Читать книгу Handbuch des Strafrechts - Bernd Heinrich - Страница 25
I. Verfehlung des ärztlichen Standards
Оглавление10
Generell wird der Unrechtstatbestand des Fahrlässigkeitsdelikts nicht allein durch das Erfolgsunrecht der vom Täter bewirkten Beeinträchtigung des Tatobjektes bestimmt. Folglich steht auch bei der Betrachtung der ärztlichen Verantwortlichkeit für Behandlungsfehler als fahrlässige Tötung oder Körperverletzung das Handlungsunrecht der objektiven Sorgfaltspflichtverletzung als zentrales Element des objektiven Fahrlässigkeitstatbestandes[44] im Mittelpunkt. Das Vorliegen einer Sorgfaltspflichtverletzung des Täters ist im Falle der ärztlichen Behandlung schon deshalb unerlässlich, weil hierbei Misserfolge und Komplikationen auf „der Eigengesetzlichkeit und weitgehenden Undurchschaubarkeit des lebenden Organismus“[45] und nicht auf einem Fehlverhalten des behandelnden Arztes beruhen können.[46] Da auch im Bereich ärztlicher Tätigkeit nicht jede Herbeiführung eines unerwünschten Zustandes schlechthin verboten sein kann, knüpft die strafrechtliche Reaktion – entsprechend zu anderen Lebensbereichen – an Verhaltensweisen an, die dasjenige Maß an Sorgfalt außer Acht lassen,[47] das im Zusammenleben innerhalb der Rechtsgemeinschaft billigerweise erwartet werden kann und auf das der Patient vertrauen darf.

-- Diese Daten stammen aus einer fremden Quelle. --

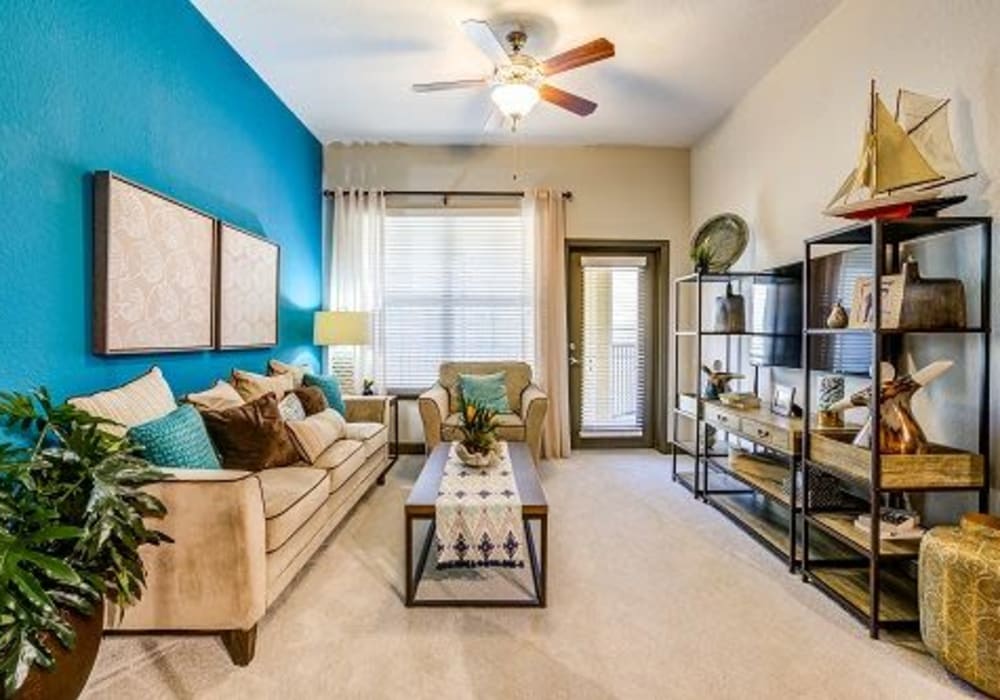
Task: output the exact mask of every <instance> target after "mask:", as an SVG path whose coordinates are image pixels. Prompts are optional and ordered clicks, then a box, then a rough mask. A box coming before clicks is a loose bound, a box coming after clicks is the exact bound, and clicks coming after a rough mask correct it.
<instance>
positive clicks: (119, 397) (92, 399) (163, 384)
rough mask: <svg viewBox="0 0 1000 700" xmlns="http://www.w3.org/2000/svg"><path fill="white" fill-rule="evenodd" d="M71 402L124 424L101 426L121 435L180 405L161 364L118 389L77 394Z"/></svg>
mask: <svg viewBox="0 0 1000 700" xmlns="http://www.w3.org/2000/svg"><path fill="white" fill-rule="evenodd" d="M68 403H69V404H70V405H72V406H74V407H76V408H79V409H80V410H81V411H86V412H87V413H89V414H91V415H92V416H97V417H98V418H106V419H107V420H113V421H115V422H116V423H120V425H107V426H102V427H101V429H102V430H104V432H106V433H110V434H112V435H115V436H117V437H121V436H122V435H124V434H125V432H126V431H127V430H128V429H129V428H131V427H133V426H136V425H141V424H143V423H148V422H149V421H151V420H155V419H156V418H162V417H163V416H165V415H167V414H168V413H170V412H171V411H173V410H174V409H175V408H177V402H176V401H174V393H173V392H172V391H171V390H170V385H168V384H167V381H166V380H165V379H164V378H163V373H162V372H161V371H160V368H159V367H153V368H151V369H150V370H149V371H148V372H146V373H145V374H144V375H142V376H141V377H137V378H136V379H133V380H132V381H130V382H128V383H126V384H123V385H121V386H120V387H117V388H115V389H108V390H107V391H99V392H97V393H96V394H90V395H89V396H76V397H74V398H71V399H69V401H68Z"/></svg>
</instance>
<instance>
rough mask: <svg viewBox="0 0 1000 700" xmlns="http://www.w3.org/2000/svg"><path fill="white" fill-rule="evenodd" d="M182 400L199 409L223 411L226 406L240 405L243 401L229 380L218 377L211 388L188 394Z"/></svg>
mask: <svg viewBox="0 0 1000 700" xmlns="http://www.w3.org/2000/svg"><path fill="white" fill-rule="evenodd" d="M184 400H185V401H187V402H188V403H189V404H191V405H192V406H194V407H195V408H197V409H198V410H199V411H224V410H226V409H227V408H235V407H236V406H242V405H243V404H244V403H245V402H244V401H243V397H242V396H240V392H238V391H236V389H234V388H233V385H232V384H230V383H229V382H226V381H223V380H222V379H220V380H219V381H217V382H216V383H215V386H213V387H212V388H211V389H205V391H198V392H195V393H193V394H188V395H187V396H185V397H184Z"/></svg>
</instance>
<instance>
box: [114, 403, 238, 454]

Aus dem Gebot des „neminem laede“ wird unter dem Gesichtspunkt der Fahrlässigkeitsverantwortlichkeit das Verbot, für Rechtsgüter des Patienten ein nicht mehr erlaubtes Risiko[48] zu schaffen, durch welches diese Güter in ihrem Bestand und ihrer Sicherheit beeinträchtigt werden.[49] Da jede ärztliche Behandlung mit dem Risiko verbunden ist, den Patienten hierbei zu verletzen oder gar zu töten, darf der Arzt dieses Risiko nur mittels einer Behandlung eingehen, die ihr Ziel auf möglichst schonende Art und Weise und mit möglichst geringem Risiko zu erreichen sucht.[50]
11
Der durch das Patientenrechtegesetz 2013 bewirkten Kodifizierung des medizinischen Behandlungsvertrags in den §§ 630a ff. BGB kommt für die nachfolgenden Überlegungen schon deshalb keine weitere Bedeutung zu, da sich diese „Neu“-Regelung ganz überwiegend[51] darauf beschränkt hat, das von der Rechtsprechung (namentlich der zivilrechtlichen Judikatur) geprägte Arzthaftungsrecht in Gesetzesform zu gießen; der ärztliche Pflichtenkatalog im Arzt-Patienten-Verhältnis wurde von den wenigen Neuregelungen nicht berührt. Diese von Spickhoff[52] für den Bereich der bürgerlich-rechtlichen Arzthaftung getroffene Feststellung gilt auch für das – insoweit notwendigerweise jedenfalls vom Ansatz her – zivilrechtsakzessorische Medizinstrafrecht.[53] Insoweit ist bereits hier (näher dann Rn. 128 ff.) darauf hinzuweisen, dass es sich um eine asymmetrische Zivilrechtsakzessorietät handelt, wie sie namentlich vom Bereich der Untreue (§ 266 StGB) her bekannt ist:[54] Zwar kann das Strafrecht nicht ein zivilrechtlich beanstandungsfreies Verhalten sanktionieren; umgekehrt sollte aber angesichts des verfassungsrechtlich (Art. 20 Abs. 3 GG: Verhältnismäßigkeitsgrundsatz[55]) vorgegebenen ultima-ratio-Gebots für den Einsatz des strafrechtlichen Instrumentariums nicht jede zivilrechtlich zu schadensersatzrechtlichen Reaktionen führende Verhaltensweise automatisch auch ärztliche Strafbarkeit nachsichziehen.